Monday, October 15, 2012

When Recipes Attack: Potluck Carmel Apples


 

Everyone who cooks knows that sometimes things go wrong in the kitchen.  Sometimes, we can figure out why.  "Oh yeah, I did leave out the salt."  Sometimes, the recipe we follow is at fault (I find mistakes in lots of online recipes).  Sometimes we don't know what happened.  I always try to salvage cooking mistakes, especially ones with expensive ingredients or ingredients I don't use a lot, but sometimes you can't.

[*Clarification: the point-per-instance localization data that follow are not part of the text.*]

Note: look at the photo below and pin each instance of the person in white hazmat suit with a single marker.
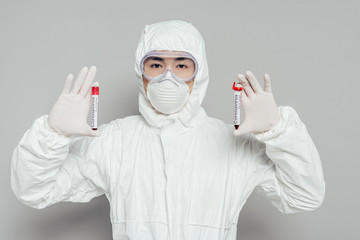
(171, 172)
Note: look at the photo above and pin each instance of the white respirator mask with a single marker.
(167, 95)
(167, 90)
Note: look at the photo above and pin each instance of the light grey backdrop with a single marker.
(310, 49)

Today was a day when I'm not sure what happened, but I managed to salvage it.  I wanted to make caramel apples for a potluck tomorrow.  I've made caramel apples before, but I saw a recipe on a blog that used maple syrup and sounded delicious.  Since I've made them before, I decided to try it and I didn't plan a back up recipe.  Big mistake!   Using a new recipe for a potluck is a bad idea.

Anyway, I followed the instructions and yum, it looked delicious, but I did kind of thing it used a lot of butter.  I didn't think it would ever come together, but it eventually did.


However, even after cooling for hours, this is what my apples looked like.


Nothing I would ever bring to a potluck.  Yuck!  It just never got thick enough.  I even put it in the fridge and it was still sloshy.  I sliced this one and ate it.  The caramel tasted divine.  I didn't want to throw it away (plus, I don't normally keep sugar or flour around, so I didn't have anything else to make without going to to the store). 

It was like this was destined to happen.  My mom just bought me a crockpot with three bowls (for dips) last month.  I hadn't even opened it yet.  Since the caramel was a great dip, I decided to crack that baby open and put caramel in two bowls and some warm water with a squirt bottle to drizzle chocolate in the other. I filled one of my fall bowls with peanuts and I was set.

The real problem with this idea is that the apples need to be sliced and sliced apples turn brown.  I think everyone knows the trick to squirt lemon juice (yucky flavor) or lime juice (better flavor) on them to prevent them from turning.  I use citric acid.  I can and make cheese, so I always have a little citric acid on hand.  It's a powder.  If you dissolved a teaspoon in a cup of water, you can just soak the apples that liquid for a minute or two and they won't brown for a few days, give or take.  In my experience, it works better than lemon or lime juice (the citric acid is what makes those citric fruits work too).  I think because I literally dunk the entire slice in it and I never really have enough lime juice to do that. Plus, I can't taste the citric acid on the apples at all.  If you lick the actual powder, it tastes like a lemon.  The use it sour candy for the sour flavor.